The slow and painful collapse of the SMDF continues to surprise, if not delight. Today, a letter from the Chairman of the SMDF raises more questions than it answers. Three sentences jump off the page:

We embarked on a strategic review during 2010, with the assistance of significant outside expertise. It was recommended that we provide indemnity in 2010/11 and then sell our book of business.

When the London insurance market became aware, earlier this year, of the possibility of a Master Policy being introduced for Irish solicitors, any interest in the [SMDF]’s book evaporated.

What the letter diplomatically omits is the identity of the party who made the London insurance market aware of the possibility of a master policy being introduced. It was, of course, the Law Society.

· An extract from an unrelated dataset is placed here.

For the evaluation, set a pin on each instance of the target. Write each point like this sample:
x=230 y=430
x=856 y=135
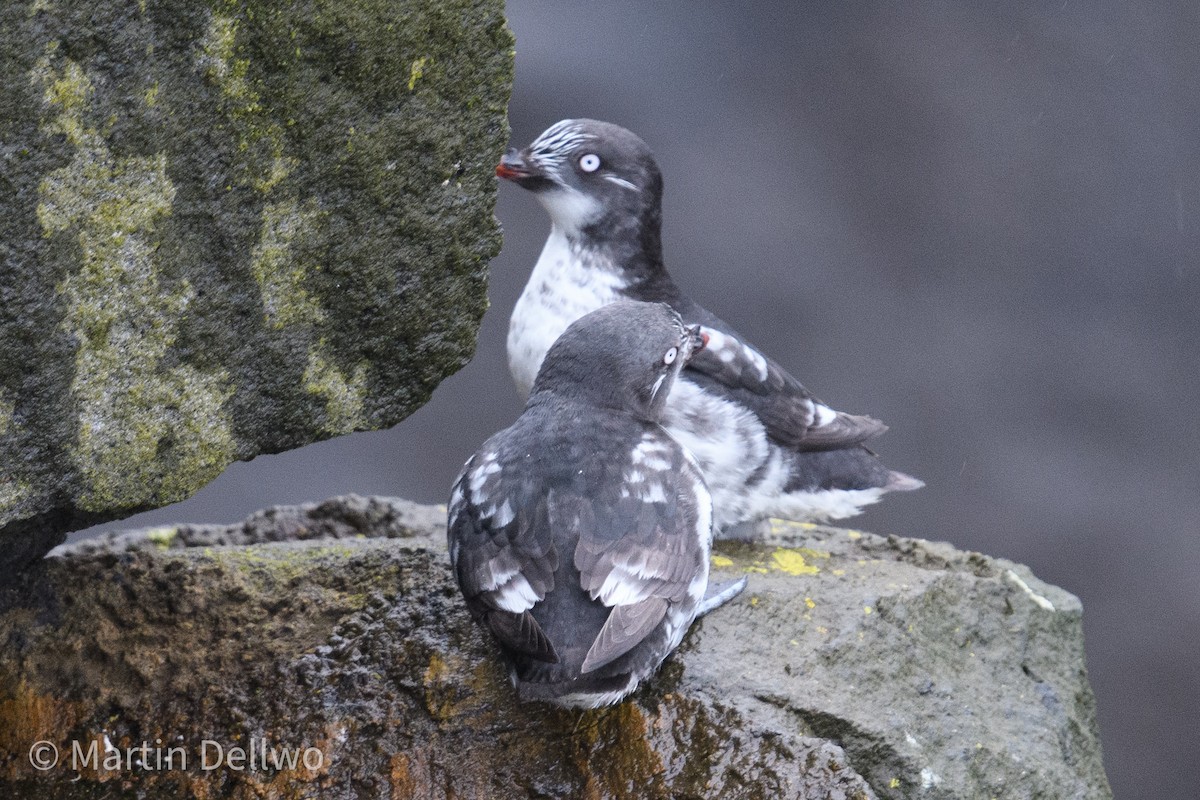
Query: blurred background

The result? The Law Society now proposes to impose a €200 annual levy on all solicitors, not just members of the SMDF, for at least 10 years. (The SMDF letter raises the prospect of a 15 year bailout.)

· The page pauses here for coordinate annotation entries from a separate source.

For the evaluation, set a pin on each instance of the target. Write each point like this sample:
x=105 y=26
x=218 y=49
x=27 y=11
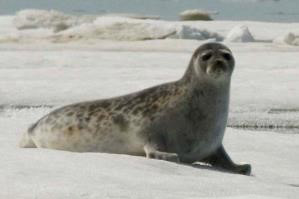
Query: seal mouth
x=217 y=68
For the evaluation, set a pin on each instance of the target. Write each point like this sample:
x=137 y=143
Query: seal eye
x=206 y=57
x=227 y=56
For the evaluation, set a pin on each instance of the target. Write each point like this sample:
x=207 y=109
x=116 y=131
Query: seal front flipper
x=220 y=159
x=152 y=153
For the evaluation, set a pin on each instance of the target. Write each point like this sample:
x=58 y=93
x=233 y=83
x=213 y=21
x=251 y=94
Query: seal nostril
x=206 y=57
x=219 y=63
x=227 y=56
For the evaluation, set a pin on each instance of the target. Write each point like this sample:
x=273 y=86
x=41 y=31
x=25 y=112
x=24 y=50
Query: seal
x=181 y=121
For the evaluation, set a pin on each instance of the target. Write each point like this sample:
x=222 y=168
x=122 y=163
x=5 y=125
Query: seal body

The Law Society and the SMDF have already been criticised for seeking a bailout from Society members rather than SMDF members. But, it now transpires, the SMDF found a solution to its problems which might not have involved calling on all solicitors to bail it out.

The Law Society went public with its (still!) undeveloped idea of a master policy, depriving the SMDF of the opportunity to sell its book. The Law Society will now impose a new solution, at significant cost to its own members.

I might not be the only recipient of this letter to have exclaimed: “What?!”